Sports massage and foam rolling can also help calm the battered body, while omega-3 supplements may reduce inflammation and support testosterone production. It’s less Rocky Balboa and more tired Labrador slowly remembering how to function again, but sometimes survival after the fight is about convincing the body that the war is actually over.
THE MAN AFTER THE MOMENT
Maybe Jiri Prochazka wasn’t cooking up lame excuses at all. Perhaps we were just watching a fighter trying to emotionally process one of the most intense biological experiences a human being can volunteer themselves to undertake.
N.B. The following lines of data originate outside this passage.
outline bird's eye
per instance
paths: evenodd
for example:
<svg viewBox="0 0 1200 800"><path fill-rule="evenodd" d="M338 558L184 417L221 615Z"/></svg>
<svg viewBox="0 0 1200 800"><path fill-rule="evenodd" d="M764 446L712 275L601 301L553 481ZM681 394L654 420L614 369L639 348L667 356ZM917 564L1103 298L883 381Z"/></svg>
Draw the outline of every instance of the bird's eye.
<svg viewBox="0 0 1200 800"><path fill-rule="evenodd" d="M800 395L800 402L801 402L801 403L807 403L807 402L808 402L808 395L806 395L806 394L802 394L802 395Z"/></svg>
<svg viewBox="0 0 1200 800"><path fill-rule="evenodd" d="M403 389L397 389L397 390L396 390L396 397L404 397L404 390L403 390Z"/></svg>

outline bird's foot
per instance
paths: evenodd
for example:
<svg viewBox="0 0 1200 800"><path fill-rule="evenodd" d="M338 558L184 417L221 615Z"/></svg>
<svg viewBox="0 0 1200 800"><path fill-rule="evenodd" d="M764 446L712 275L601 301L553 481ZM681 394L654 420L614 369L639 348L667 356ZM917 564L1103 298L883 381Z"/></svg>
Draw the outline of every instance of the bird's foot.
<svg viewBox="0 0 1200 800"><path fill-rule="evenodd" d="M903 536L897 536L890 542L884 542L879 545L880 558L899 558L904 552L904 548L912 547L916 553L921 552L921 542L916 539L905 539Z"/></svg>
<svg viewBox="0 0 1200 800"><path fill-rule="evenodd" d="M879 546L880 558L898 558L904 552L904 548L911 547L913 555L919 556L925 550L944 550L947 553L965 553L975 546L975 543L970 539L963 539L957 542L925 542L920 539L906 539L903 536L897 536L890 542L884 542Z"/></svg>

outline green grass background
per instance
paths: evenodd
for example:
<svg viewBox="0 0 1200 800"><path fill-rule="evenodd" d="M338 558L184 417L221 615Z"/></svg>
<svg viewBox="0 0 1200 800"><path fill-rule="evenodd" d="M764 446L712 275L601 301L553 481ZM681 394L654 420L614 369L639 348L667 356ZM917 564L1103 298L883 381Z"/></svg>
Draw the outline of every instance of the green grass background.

Sure, the fans love the beatdowns, but they also expect consistency afterward, as if a man can get concussed under stadium lights, suffer a career-defining loss, flood his bloodstream with stress hormones, and then calmly deliver a TED Talk interview on his accountability twenty minutes later. MMA stars aren’t robots. They’re exhausted human beings operating somewhere between survival instinct, ego protection and mild brain trauma. That doesn’t mean every strange post-fight comment deserves a free pass, but it does mean we should probably stop acting shocked when someone who just got kicked unconscious behaves a little strangely afterward. Because sometimes the sore loser isn’t weak, arrogant, or delusional. Sometimes he’s just a regular dude.